Régions de dissemblance Book Cover Régions de dissemblance
Falkenburg, Reindert Leonard
Non fiction, art history
2012
Alain Tapié et al. (exhibition catalogue), "Fables du paysage flamand - Bosch, Bles, Brueghel, Bril", Lille-Paris, 2012, pp. 56-63

Falkenburg 2012

 

“Régions de dissemblance” (Reindert Leonard Falkenburg) 2012

[in: Alain Tapié et al., Fables du paysage flamand – Bosch, Bles, Brueghel, Bril. Exhibition catalogue (Lille, Palais des Beaux-Arts, 6th October 2012 – 14th January 2013), Palais des Beaux-Arts de Lille – Somogy édtions d’art, Lille – Paris, 2012, pp. 56-63]

 

Bosch’ representations of devils and hellscapes have a basically religious meaning.
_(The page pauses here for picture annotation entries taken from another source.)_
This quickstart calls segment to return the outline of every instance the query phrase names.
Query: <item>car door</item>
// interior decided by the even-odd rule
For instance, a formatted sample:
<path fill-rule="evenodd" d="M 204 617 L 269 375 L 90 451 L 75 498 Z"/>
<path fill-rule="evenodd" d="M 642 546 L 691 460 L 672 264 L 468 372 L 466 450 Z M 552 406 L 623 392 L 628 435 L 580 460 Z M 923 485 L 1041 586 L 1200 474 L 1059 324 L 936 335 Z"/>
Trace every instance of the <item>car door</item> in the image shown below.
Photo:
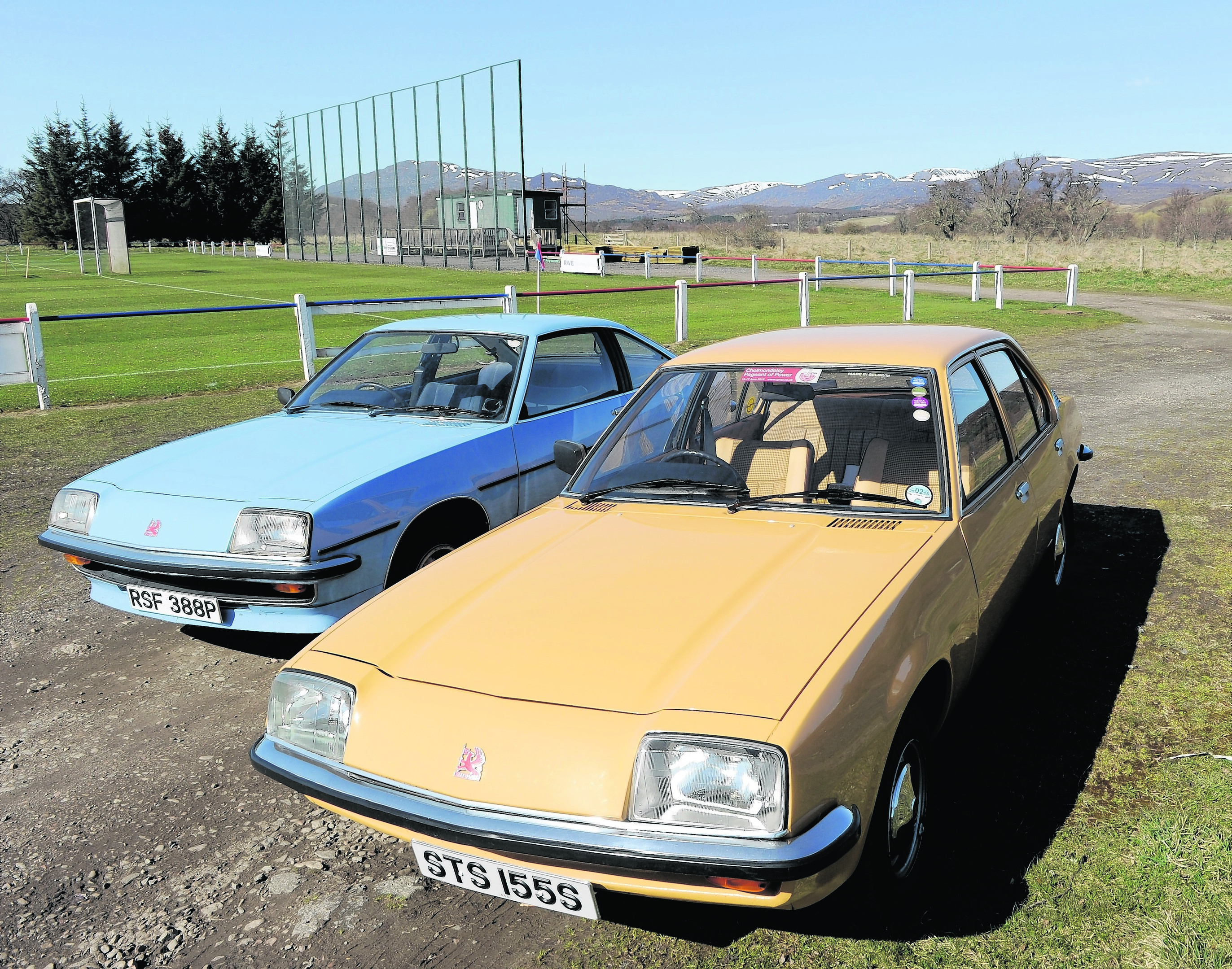
<path fill-rule="evenodd" d="M 552 446 L 559 440 L 594 444 L 631 392 L 628 371 L 609 328 L 561 330 L 538 337 L 514 425 L 519 512 L 561 494 L 569 480 L 553 463 Z"/>
<path fill-rule="evenodd" d="M 983 653 L 1035 564 L 1036 510 L 995 392 L 977 360 L 951 369 L 950 399 L 961 528 L 979 593 L 978 649 Z"/>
It is often suggested that the sixteenth-century devilries produced by Bosch followers deviated from this concept and only had an entertaining function. Falkenburg does not agree with this and takes The Temptations of St Anthony as an example to explain his point of view.

 

The minute rendering of the religious key message can already be seen in Bosch’s Lisbon St Anthony triptych (Anthony and Jesus in the middle of the centre panel). The neighbouring scenes all refer to dissimilitudo, i.e. sinfulness and the deviation from the divine. To represent this, Bosch made use of ‘double images’ (the French has: images traîtresses). As an example of this, Falkenburg considers the onion-like building (centre panel, upper right) a brothel, but one with human-like aspects (a neck, a navel and below a small gate that suggests a vagina). Some Bosch followers also painted ‘double images’. Falkenburg then reiterates what he has written in his monograph on the Garden of Delights concerning the Hellscape panel (Madrid, Prado), the Temptation of St Anthony by Jan Mandyn (Harlem) and the small Earthly Paradise panel in Vienna (Kunsthistorisches Museum) [see Falkenburg 2011: 35-41 / 42-45 / 27-28]. He concludes that the sixteenth- and seventeenth-century devilries allowed the spectator to give free rein to his imagination and aesthetic appreciation.

 

This contribution may seem somewhat confusing for those who have not read Falkenburg 2011 (itself not exactly easy reading either). For example, Falkenburg does not explain the origin of the phrase ‘dissimilitudo’ here. But also for those who have read Falkenburg 2011, this contribution is rather demanding, which is partially due to the somtimes sloppy (French) editorial work. On pp. 60-61, when Falkenburg discusses the Prado Hellscape panel, the reader is referred to catalogue number 25, whereas this should be 33. When Falkenburg deals with the small Vienna panel (p. 62), the reader is referred to illustration 3, whereas this should be catalogue number 53. Furthermore, the (wrong) illustrations 5 and 6 accompanying Falkenburg’s contribution show that the editors did not understand which details of the Lisbon triptych Falkenburg was writing about in his text.